What You Need To Know
- The last homeless count, done just before the pandemic reached the U.S., showed homelessness in Los Angeles was already at an all-time high, with 66,433 people living in the streets
- Since then, unemployment numbers have quadrupled
- The number of tents at the Hollywood Gower Street encampment has mushroomed over the last six months, from a cluster of structures to a full-blown tent city
- For Rosie Hunter, the last few months have been rough
An outreach worker for Covenant House, an organization that helps homeless youth, Hunter and her colleagues, Nick Semensky and Sandy Andres, have spent the last three years delivering food, blankets, and hope to some 20 homeless encampments throughout Los Angeles County.
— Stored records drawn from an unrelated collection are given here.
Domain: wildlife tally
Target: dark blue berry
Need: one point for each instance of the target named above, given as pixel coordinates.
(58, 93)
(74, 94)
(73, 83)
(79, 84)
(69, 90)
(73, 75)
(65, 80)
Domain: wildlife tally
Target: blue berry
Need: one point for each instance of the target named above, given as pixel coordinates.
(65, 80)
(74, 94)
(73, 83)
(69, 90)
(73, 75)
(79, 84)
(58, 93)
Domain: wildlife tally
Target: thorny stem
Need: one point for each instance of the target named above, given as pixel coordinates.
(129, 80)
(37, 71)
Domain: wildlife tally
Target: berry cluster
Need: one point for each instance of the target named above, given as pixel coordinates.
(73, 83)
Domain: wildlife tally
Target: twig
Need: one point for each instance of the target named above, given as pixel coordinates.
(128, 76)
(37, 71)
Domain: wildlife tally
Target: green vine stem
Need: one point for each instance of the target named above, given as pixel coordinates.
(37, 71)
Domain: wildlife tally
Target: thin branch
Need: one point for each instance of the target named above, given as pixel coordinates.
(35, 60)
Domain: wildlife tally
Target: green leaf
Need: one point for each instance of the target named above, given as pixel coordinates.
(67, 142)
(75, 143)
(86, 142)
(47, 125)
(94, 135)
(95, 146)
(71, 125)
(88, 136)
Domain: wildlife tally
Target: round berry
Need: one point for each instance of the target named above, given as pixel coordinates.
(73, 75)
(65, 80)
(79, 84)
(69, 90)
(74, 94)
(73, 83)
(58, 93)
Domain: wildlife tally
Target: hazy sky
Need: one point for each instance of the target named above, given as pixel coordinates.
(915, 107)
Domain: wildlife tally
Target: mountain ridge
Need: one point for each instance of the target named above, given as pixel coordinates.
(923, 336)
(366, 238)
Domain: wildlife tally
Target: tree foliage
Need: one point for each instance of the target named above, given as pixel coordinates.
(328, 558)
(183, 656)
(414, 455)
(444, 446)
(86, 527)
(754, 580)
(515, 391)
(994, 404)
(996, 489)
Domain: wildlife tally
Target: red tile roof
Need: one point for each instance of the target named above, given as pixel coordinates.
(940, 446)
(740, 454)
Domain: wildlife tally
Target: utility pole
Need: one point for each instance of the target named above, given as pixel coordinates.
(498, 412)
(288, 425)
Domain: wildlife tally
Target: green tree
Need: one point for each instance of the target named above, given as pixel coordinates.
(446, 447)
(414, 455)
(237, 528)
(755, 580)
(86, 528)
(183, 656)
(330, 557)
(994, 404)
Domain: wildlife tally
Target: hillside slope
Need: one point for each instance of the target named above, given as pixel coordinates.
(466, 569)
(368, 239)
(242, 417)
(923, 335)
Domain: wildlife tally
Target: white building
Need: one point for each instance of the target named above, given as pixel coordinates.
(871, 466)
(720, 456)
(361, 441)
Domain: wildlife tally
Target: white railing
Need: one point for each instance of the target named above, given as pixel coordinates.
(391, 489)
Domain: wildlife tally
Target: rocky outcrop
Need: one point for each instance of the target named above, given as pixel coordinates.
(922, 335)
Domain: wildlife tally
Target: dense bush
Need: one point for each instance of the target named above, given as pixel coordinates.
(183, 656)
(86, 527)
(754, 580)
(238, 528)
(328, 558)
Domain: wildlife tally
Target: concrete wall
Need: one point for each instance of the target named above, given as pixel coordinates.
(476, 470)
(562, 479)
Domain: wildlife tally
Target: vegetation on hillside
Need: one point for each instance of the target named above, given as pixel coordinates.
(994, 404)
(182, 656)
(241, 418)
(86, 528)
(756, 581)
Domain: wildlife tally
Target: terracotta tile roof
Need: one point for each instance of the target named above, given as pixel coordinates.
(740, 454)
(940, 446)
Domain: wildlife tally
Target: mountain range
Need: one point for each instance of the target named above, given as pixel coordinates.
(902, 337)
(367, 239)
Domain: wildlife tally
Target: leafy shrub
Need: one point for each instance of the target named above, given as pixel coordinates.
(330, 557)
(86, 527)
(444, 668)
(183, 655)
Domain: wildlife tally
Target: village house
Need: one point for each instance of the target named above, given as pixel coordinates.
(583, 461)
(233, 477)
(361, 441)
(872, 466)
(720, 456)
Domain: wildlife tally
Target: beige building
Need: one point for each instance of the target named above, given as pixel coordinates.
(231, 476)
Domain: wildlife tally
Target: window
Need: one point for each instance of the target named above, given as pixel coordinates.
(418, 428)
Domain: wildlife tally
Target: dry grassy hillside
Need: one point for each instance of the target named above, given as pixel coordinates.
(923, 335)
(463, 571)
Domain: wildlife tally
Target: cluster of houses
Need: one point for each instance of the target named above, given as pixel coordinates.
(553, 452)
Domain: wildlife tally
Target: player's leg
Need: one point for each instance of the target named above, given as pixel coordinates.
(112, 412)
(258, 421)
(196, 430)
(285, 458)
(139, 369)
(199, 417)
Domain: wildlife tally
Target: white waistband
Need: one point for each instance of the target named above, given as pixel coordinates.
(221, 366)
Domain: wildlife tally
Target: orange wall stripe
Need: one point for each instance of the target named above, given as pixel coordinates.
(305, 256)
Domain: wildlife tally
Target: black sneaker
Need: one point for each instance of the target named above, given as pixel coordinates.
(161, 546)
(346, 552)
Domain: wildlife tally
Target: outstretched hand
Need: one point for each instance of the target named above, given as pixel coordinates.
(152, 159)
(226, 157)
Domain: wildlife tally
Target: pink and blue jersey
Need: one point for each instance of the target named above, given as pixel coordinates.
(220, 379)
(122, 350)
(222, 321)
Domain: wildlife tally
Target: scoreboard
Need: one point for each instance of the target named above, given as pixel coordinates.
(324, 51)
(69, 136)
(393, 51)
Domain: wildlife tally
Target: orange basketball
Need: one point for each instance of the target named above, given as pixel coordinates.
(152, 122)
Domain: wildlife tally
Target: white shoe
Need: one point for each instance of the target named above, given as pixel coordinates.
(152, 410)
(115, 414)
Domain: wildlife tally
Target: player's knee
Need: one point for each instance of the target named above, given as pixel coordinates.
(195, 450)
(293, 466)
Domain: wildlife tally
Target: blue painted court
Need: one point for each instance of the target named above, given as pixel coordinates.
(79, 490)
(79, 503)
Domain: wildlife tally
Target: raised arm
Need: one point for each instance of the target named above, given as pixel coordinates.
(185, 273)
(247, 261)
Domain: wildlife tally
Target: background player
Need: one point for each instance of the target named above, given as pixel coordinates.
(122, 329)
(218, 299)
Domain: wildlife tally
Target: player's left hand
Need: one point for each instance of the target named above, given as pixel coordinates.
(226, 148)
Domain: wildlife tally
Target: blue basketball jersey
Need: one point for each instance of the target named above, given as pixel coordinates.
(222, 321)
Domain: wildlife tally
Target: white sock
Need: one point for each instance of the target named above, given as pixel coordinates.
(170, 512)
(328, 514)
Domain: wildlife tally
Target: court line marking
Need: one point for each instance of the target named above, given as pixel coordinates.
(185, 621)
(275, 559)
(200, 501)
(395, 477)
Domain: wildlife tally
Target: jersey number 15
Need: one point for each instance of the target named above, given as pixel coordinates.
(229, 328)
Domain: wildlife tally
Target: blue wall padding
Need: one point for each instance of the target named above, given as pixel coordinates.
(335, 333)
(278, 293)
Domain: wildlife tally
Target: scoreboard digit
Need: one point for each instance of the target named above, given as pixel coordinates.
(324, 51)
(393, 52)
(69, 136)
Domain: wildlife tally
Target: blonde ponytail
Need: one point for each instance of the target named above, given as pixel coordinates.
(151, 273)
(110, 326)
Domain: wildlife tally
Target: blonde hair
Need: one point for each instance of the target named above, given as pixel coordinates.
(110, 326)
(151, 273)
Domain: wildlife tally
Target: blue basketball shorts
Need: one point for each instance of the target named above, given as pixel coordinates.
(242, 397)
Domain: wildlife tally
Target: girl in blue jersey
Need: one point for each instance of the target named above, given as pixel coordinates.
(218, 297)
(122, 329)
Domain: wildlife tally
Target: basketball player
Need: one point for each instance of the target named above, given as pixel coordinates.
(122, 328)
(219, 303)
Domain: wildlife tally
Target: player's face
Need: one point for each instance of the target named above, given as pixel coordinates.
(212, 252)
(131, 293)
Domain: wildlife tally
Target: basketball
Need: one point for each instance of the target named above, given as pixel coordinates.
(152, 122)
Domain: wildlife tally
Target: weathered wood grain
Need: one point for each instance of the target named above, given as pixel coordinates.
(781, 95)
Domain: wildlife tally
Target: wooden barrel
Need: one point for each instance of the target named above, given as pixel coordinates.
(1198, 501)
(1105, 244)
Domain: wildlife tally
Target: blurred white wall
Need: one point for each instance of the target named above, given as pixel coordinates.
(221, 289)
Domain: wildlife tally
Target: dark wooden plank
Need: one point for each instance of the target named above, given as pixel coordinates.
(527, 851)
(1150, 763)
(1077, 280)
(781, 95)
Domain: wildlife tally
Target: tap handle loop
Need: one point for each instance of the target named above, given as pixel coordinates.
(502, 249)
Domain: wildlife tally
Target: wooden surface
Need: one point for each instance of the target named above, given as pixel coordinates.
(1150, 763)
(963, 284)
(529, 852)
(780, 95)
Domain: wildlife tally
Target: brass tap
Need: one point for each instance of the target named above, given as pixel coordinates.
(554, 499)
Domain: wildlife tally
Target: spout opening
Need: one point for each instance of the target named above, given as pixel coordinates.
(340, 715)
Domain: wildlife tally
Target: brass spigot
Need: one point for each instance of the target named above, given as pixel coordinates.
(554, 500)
"I love the smile on their faces when I show up," Hunter said. "Just giving them a choice of what they want to eat, that's something they never get to do. And so just asking them, 'Hey, what do you want today.' That's something they never get to do."
Her first stop is the Atwater homeless encampment right by the Los Angeles River.
"This encampment is like a mixture of people," she said. "They look for another here. They share their food. They watch out for each other. The downside of it, it's dark over here, secluded, of course, with that comes drug use, a lot of violence."
Even before COVID-19, her job was challenging. Now, it's nearly overwhelming, with more stops added every day.
"Normally, we would do about four [stops], and we'd run out of food," Hunter said. "Now, we do like six, and often times we have to refuel with food and blankets and then come back out."
It's hard to know how many people have become homeless since the pandemic began. The last count, done just before the COVID-19 reached the U.S., showed homelessness in Los Angeles was already at an all time high, with 66,433 people living in the streets. Since then, unemployment numbers have quadrupled.
Nowhere is that despair more evident than at the Gower Street encampment in Hollywood, just under the 101 Freeway.
"This is way busier than I've ever seen," Hunter said. "Normally, when I pull up like this, I usually have a space right here where I can actually stand away from everyone else. It's definitely more people here."
The number of tents has mushroomed over the last six months, from a cluster of structures to a full-blown tent city.
George Bartlet has been homeless on and off since he was a teenager. He's one of the lucky ones — with his shack built from scraps. In the last few months, he's seen a wave of newbies. He says they're easy to spot because they still have their suitcases.
"The people who haven't [been] homeless before they come through here with their cars, with their last money in their savings account and they're trying to fit in. They don't know how to be homeless," he said.
He's tried to help them, but there's only so much to go around.
For Hunter, the last few months have been rough. But what keeps her going are those small moments of gratitude.
"When they smile, it makes me happy that I'm showing up for them, and that's like the best feeling in the world," she said.